Fraud vitiates all transactions which it touches. (Stoddard vs. Chambers, 2 How. (U.S.), 284; Dos Hermanos, 2 Wheat. (U.S.), 76; Graffam vs. Burgess, 117 U.S., 180; Kerr on Fraud, 51.)1awphil.net

If a transaction has been originally founded on fraud, the original vice will continue to taint it, however long the negotiations may continue or into whatever ramifications it may extend. No lenght of time however great will be a bar to relief if the injured party has been in ignorance of the fraud. (Graffam vs. Burgess (supra); Charter vs. Trevelyan, 11 Clark and F. (English Reports), 714; Michoud vs. Girod, 45 U.S., 503, 561; Duchess of Kingston, 20 How. St. Trials, 544.)

Where fraud is such as to prevent a party from presenting the merits of his case to the court or works an imposition upon the jurisdiction of the court, the judgment rendered in such a case may be impeached. (Steel vs. St. Louis Ry. Co., 106 U.S. 389.)

In the case of Tibbetts vs. Tilton (31 N.H., 273) it was held that a creditor of an estate was allowed to avoid the decree of discharge by showing that a part of the estate of the intestate had been fraudulently kept back by the administrator and not reported in the inventory.

In the case of Bank vs.
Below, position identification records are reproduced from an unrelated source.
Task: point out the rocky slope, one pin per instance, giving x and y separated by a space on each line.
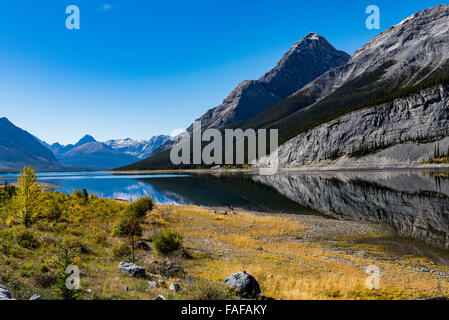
18 148
305 61
410 121
413 52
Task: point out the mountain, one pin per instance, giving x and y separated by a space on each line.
18 148
138 148
305 61
387 107
91 154
412 53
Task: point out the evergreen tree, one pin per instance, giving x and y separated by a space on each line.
29 196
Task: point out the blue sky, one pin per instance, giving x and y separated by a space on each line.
139 68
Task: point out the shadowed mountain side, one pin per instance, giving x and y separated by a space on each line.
419 213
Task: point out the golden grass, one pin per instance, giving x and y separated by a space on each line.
290 269
291 265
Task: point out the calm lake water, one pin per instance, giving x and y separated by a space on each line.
414 203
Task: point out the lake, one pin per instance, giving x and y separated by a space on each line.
415 203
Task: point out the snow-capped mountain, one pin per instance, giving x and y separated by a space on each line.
18 148
92 154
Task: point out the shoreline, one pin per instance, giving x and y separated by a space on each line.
324 168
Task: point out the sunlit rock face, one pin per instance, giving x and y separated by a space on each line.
414 205
399 126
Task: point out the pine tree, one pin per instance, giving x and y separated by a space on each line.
29 195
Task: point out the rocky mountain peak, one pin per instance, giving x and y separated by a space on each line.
306 60
86 139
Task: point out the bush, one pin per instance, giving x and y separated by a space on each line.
26 239
53 211
167 242
141 207
206 290
120 251
44 280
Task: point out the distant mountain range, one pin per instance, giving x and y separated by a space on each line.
309 58
19 148
92 154
400 77
388 103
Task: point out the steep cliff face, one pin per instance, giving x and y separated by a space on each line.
422 117
411 213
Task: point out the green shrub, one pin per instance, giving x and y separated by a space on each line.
26 239
120 251
167 242
53 210
46 280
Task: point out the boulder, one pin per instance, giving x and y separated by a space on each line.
174 287
244 284
5 294
143 246
131 269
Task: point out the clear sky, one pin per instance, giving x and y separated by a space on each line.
139 68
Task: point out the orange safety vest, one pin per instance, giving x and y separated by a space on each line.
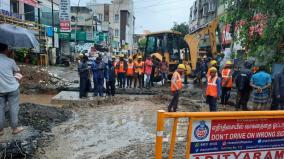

Fairbanks (49 N.H., 131) it was held that the bar for the presentation of claims did not apply to a case where the claimant against an estate had been induced not to present his claim, and where the administrator had in his possession property not included in the inventory.

Where a creditor of an insolvent estate which has been closed neglect to exhibit his claim within the time allowed, if he afterwards discover and show to the administrator other estate not before inventoried, he may sustain an action for the recovery of his claim. (Sacket vs. Mead, 1 Conn., 13; Thorn vs. Watson, 10 III., 26; Stone vs. Clarke, 40 III., 411; Chase vs. Beeson, 92 Ind., 61.)

In the case of Henry vs. Bey (114 Iowa, 454) it was held that when the owner of a note against decedent was induced to withhold the filing of his claim by false and fraudulent representations of the executor as to the solvency of the estate, and the estate is still unsettled, the court will permit the filing of the claim, notwithstanding that the statutory time therefore has expired. (State vs. Smith, 79 Minn., 257.)

In the case of Dariano vs. Fidalgo (14 Phil. Rep., 62) this court held that:

Courts of probate jurisdiction should be very jealous in guarding the estate of deceased persons, and when the action of any part connected with the administration of such estate is tainted with fraud in the slightest degree such courts should take jurisdiction for the purpose of remedying whatever injury the estate may have suffered.

For all of the foregoing reasons, we are of the opinion and so hold that the petition of the defendant asking for the appointment of a new commission to appraise the estate of the deceased Jose Reyes y Mijares and to hear claims against said estate should have been granted, and to that extent the judgment of the lower court is hereby modified and it is hereby ordered and directed that the record be returned to the lower court and that said commission be appointed, with direction to proceed to appraise the property of said estate and to hear claims against it, in accordance with the provisions of the Code of Civil Procedure, and also that the said administratrix be required to add to her inventory such other property, not already included, as may be found to belong to said estate; Provided, however, That the lower court may accept the appraisement of the property heretofore inventoried, if he desires so to do. It is so ordered.

Arellano, C.J., Torres, Moreland and Trent, JJ., concur.